Sometimes The Truth Is Reliant On Timing.
Big corporations make easy targets. Oil companies are especially soft. It's difficult for them to hold any defensive position when they produce a product that — despite demand for it — has been singled out as one of the most harmful to the environment.
"We hear what people say about oil companies – that they should develop renewables, support communities, create jobs and protect the environment – and the fact is, we agree,” said Rhonda Zygocki, vice president of policy, government and public affairs at Chevron. “This campaign demonstrates our values as a company and the greater value we provide in meeting the world’s demand for energy. There is a lot of common ground on energy issues if we take the time to find it.”
Zygocki is right. Most oil companies want to embrace renewable energy. It is on the drawing board for any company that hopes to have sustainability. In 2007, Chevron was among the first to admit 10 percent of Americans “hate us and our industry and there’s nothing we can do to change their minds." Since the Gulf Coast oil spill, which involved another oil company campaigning for green, that hate has grown exponentially.
Naturally, Chevron didn't launch the campaign to attempt to clean up ill feelings over the Gulf as some people initially speculated. That wasn't (even though it should have been) a consideration. This campaign hopes to minimize some of the damage caused by the film Crude and the Ecuadorian lawsuit, which is still being played out to determine who might be the biggest villains.
This is also why the timing of the campaign launch couldn't be worse. The situation for Chevron in Ecuador might have improved as new information is being brought to light but the verdict is still out. So instead of coming across as more green or responsible, the only thing the company has succeeded in doing is drawing even more attention to the ugliness of the case.
Chevron Earns Push Back Before The Campaign Is Launched.
Almost immediately, the release sent out by Chevron was parodied. And some publications, unfortunately, ran with this news release, which is tied to this spoof Website. It seems fact-checking is optional these days.
It also wasn't the only parody release. I received a second release yesterday morning, also a spoof, quoting a frothy mad CEO as vowing to take revenge on the "environmental groups" that hijacked their new campaign. While I didn't bother to verify who sent the mock release, I suspect it also belongs to the Yes Men.

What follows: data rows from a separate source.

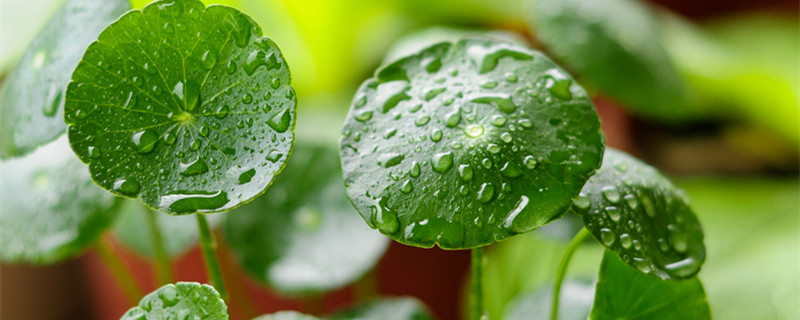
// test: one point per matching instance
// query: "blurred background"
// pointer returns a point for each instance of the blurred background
(736, 154)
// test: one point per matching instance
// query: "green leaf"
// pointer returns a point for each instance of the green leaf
(575, 302)
(185, 107)
(178, 233)
(182, 300)
(50, 209)
(304, 237)
(624, 293)
(386, 309)
(286, 315)
(467, 143)
(640, 215)
(31, 103)
(615, 46)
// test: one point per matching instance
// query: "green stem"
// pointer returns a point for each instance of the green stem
(476, 285)
(120, 272)
(209, 248)
(163, 264)
(562, 269)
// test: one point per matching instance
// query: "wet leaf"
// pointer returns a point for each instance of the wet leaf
(386, 309)
(303, 236)
(31, 102)
(178, 233)
(639, 214)
(624, 293)
(467, 143)
(50, 209)
(187, 108)
(614, 46)
(182, 300)
(575, 302)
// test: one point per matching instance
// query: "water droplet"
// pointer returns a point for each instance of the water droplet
(247, 176)
(474, 130)
(441, 162)
(611, 194)
(281, 121)
(486, 193)
(607, 236)
(128, 187)
(145, 140)
(193, 167)
(465, 172)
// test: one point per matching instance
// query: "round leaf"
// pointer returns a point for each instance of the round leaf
(466, 143)
(615, 46)
(303, 236)
(624, 293)
(386, 309)
(183, 300)
(178, 233)
(575, 302)
(185, 107)
(50, 209)
(31, 103)
(637, 213)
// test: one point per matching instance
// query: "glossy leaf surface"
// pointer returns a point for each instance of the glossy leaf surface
(386, 309)
(182, 300)
(178, 233)
(303, 236)
(466, 143)
(32, 99)
(575, 302)
(187, 108)
(614, 46)
(624, 293)
(639, 214)
(50, 209)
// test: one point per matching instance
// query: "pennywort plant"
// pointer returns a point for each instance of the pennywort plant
(189, 110)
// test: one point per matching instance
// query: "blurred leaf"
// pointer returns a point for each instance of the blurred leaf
(624, 293)
(135, 113)
(524, 263)
(178, 233)
(751, 228)
(436, 146)
(386, 309)
(641, 216)
(575, 302)
(183, 300)
(744, 66)
(303, 236)
(613, 45)
(50, 209)
(32, 99)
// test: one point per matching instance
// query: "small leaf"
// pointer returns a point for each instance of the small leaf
(467, 143)
(386, 309)
(178, 233)
(31, 102)
(615, 46)
(637, 213)
(182, 300)
(286, 315)
(303, 236)
(624, 293)
(575, 302)
(50, 209)
(187, 108)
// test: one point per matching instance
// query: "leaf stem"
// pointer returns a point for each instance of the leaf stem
(121, 273)
(562, 269)
(209, 248)
(476, 285)
(163, 263)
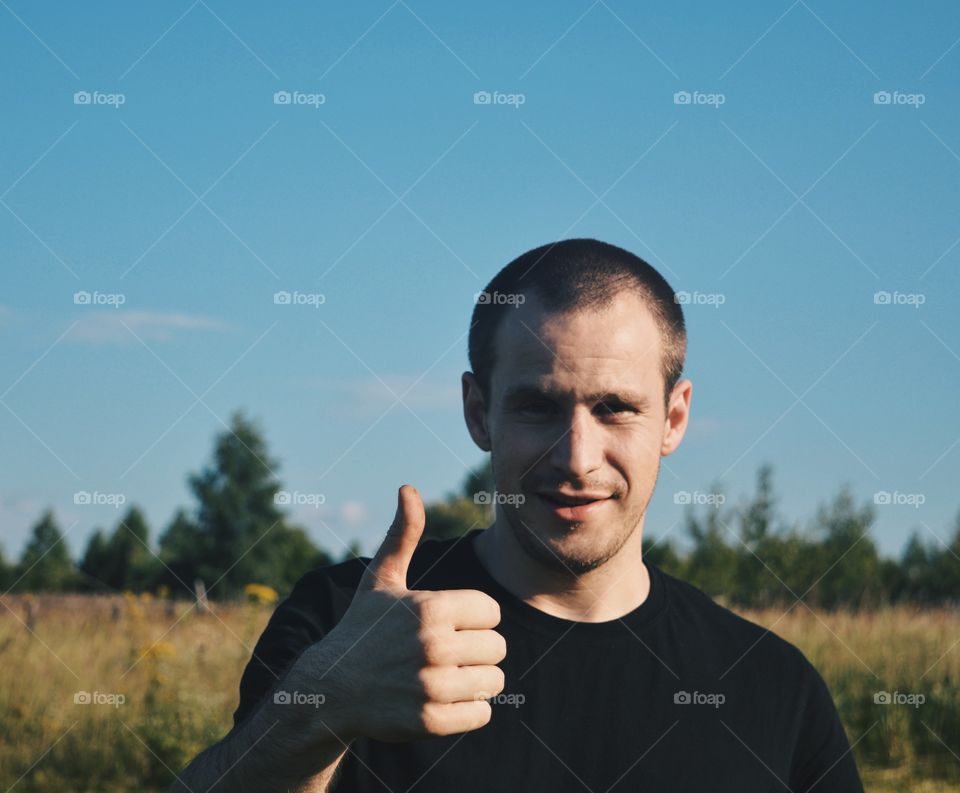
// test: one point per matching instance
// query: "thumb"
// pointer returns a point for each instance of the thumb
(388, 568)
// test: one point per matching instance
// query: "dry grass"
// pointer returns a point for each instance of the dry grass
(178, 672)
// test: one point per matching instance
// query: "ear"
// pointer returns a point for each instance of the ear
(678, 415)
(475, 411)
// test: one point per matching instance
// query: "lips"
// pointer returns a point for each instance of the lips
(573, 508)
(572, 499)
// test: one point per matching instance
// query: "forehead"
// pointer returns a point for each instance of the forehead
(585, 350)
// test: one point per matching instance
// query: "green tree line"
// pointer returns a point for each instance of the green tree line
(237, 533)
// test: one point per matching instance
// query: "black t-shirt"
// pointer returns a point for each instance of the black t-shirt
(678, 695)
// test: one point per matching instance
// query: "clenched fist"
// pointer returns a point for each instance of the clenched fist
(413, 663)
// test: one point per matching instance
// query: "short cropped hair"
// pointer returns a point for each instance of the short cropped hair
(571, 275)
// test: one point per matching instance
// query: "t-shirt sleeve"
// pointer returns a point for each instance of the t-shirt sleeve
(823, 761)
(299, 621)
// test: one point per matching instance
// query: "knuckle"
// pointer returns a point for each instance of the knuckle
(484, 714)
(500, 647)
(435, 652)
(431, 720)
(427, 609)
(430, 685)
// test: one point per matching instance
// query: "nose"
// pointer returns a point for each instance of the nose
(579, 451)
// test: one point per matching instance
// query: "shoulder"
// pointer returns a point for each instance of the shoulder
(731, 642)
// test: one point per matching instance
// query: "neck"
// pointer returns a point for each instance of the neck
(605, 593)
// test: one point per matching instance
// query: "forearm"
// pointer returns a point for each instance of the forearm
(280, 747)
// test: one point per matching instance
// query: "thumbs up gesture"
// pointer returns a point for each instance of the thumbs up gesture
(416, 663)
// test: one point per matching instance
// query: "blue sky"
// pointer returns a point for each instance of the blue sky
(145, 154)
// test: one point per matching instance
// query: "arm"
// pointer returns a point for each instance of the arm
(281, 747)
(417, 660)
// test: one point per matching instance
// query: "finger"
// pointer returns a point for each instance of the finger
(477, 648)
(388, 568)
(464, 684)
(454, 717)
(465, 609)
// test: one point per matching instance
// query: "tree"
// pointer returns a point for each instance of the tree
(469, 509)
(847, 560)
(712, 563)
(45, 564)
(237, 534)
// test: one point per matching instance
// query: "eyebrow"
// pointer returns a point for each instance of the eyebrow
(519, 392)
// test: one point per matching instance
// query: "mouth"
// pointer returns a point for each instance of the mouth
(574, 506)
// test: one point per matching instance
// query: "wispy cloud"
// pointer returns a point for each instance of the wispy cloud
(114, 327)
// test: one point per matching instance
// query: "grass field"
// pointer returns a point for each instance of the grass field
(178, 671)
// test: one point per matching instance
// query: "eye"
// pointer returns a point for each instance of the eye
(539, 407)
(611, 408)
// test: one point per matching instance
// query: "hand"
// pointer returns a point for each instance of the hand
(417, 663)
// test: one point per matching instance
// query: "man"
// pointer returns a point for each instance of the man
(542, 653)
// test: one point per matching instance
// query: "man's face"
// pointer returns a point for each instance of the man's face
(576, 425)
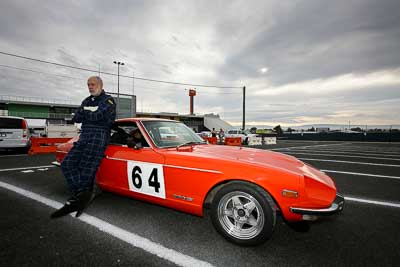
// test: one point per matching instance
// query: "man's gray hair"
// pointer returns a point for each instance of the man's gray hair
(99, 80)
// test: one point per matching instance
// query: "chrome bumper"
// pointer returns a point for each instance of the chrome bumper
(56, 163)
(336, 207)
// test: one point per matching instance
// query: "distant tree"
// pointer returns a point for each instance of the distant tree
(278, 130)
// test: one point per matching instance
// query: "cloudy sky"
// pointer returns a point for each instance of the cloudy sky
(302, 62)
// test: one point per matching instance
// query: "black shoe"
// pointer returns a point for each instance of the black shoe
(84, 199)
(70, 206)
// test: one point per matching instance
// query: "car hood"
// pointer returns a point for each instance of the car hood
(263, 158)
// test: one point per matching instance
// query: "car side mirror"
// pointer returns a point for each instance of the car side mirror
(137, 146)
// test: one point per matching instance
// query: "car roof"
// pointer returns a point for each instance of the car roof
(144, 119)
(11, 117)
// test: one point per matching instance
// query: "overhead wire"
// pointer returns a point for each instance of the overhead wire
(113, 74)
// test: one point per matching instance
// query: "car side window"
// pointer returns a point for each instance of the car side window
(122, 133)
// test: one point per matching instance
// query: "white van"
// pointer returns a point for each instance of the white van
(14, 133)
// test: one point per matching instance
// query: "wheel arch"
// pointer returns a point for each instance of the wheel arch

I've written about them before. The media generally likes them, except when the media gets punked. The giveaway in the one I received was that it was published under the guise of a shareholder message. I don't own investments in Chevron. I've also read plenty of real shareholder statements.
You Do Have More Than Two Choices.
Barry Silverstein, writing for the brandchannel, tried to sum it up with his lead-in. "When your brand's industry has a major PR problem, you either hide your head in the sand, or get out there and make a statement," he wrote.
And therein lies most of the problems with marketing and public relations today. There aren't two choices. There are a million choices. And the reason Chevron picked one of the worst choices is exactly why its industry has a public relations problem.
They talk too much. They talk so much, I am almost convinced they never listen. There is only one way the oil companies can regain some lost ground. They have to stop telling stories and start having dialogues. Specifically, they must start having dialogues with people who don't like them. And then, those people, will be the ones who tell the stories.